Janice terkekeh. "Masih cemburu? Kamu tahu Faya hamil?"

"Ya, dan gue ikut senang. Cuma apa ya. Faya itu singa liar. Hanif kurung Faya seenaknya."

"Karena Hanif mau jaga Faya. Wajar kan? Lagian Hanif Abraham Daud adalah laki-laki paling gentleman, rendah hati, dan pintar sekali main piano. Hanif jarang banget marah dan jadi orang pertama yang bela saya dulu kalau saya lagi dihukum ayah."

"Nggak sekalian pintar menabung? Biar sempurna kan." Emosinya dengan cepat naik. Janice menganggumi Hanif Daud. Bayangkan itu. "Kamu suka dia?"

Entah kenapa dia bertanya begitu dan langsung menyesali di detik ke dua.

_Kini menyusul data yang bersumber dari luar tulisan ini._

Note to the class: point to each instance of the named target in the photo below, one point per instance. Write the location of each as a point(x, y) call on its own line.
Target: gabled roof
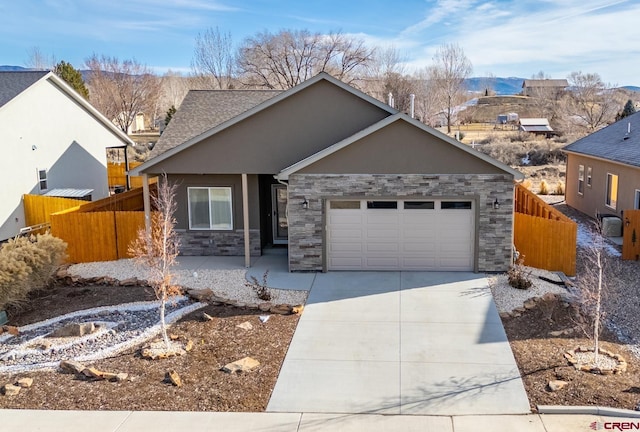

"Ya. Saya suka Hanif. Sangat..."

"Stop oke. Serius nggak lucu."

"Loh, kamu tanya saya jawab. Salah saya dimana? Dan saya nggak ber..."

"Hanif itu udah punya istri."

"Ya, dan kamu suka istrinya."

"Saya nggak suka istrinya sekarang," bisiknya marah.

"Nggak usah marah dong. Kamu kenapa sih? Mangkanya kalau capek, biarin saya yang nyetir."

"Jadi kamu masih suka Hanif?"

"Apa salahnya?"

"Ya salah, itu suami orang."

"Kamu pikir saya nggak punya harga diri apa? Saya suka Hanif dan bukan jenis suka yang menjijikkan itu. Hrrrghhh...kamu selalu merusak mood saya di saat-saat terbaik. Terimakasih."

Janice berdiri meninggalkannya untuk mencuci tangan lalu wanita itu melangkah kesal ke pinggir pantai. Oke, paling tidak Janice tidak jatuh cinta pada the brengsek Hanif. Atau dia bisa benar-benar membunuh laki-laki itu.

Ya, dan lo membahayakan kebahagiaan Faya. Bagus, Yo. Emosi aja terus. Hrrrghhh... Nggak usah insecure, Yo. Lo lebih keren dari Hanif.

Setelah membayar makanan dan menghirup nafas banyak-banyak, dia menyusul Janice yang masih marah.

"Apa bisa kita nggak berantem sehari aja?" tanyanya saat mereka berjalan di pinggiran pantai.

"Loh, saya nggak ajak kamu berantem kok. Kamu tanya, saya jawab, terus kamu emosi dan mulai berprasangka tanpa dasar sama sekali." Langkah Janice berhenti lalu tubuhnya berputar hingga mereka berdiri berhadapan. "Sikap kamu yang selalu memicu pertengkaran. Kamu berisik dan meledak-ledak."

"Oke oke. Saya minta maaf."

"Kamu juga bikin saya bingung. Bahasa kamu ganti-ganti..."

"Loh, yang bisa tujuh bahasa itu kamu. Bukan saya."

"...kadang saya-kamu, terus ganti lagi. Sikap kamu aneh banget. Kadang kamu tertawa, kadang kamu konyol dan usil, terus kamu diam. Diam yang aneh. Saya nggak ngerti apa yang ada di pikiran kamu."

"Kamu pikir saya nggak ngerasa begitu juga sama kamu? Kamu cewek paling ajaib yang pernah saya kenal. Galaknya minta ampun lagi, nggak mau kalah..."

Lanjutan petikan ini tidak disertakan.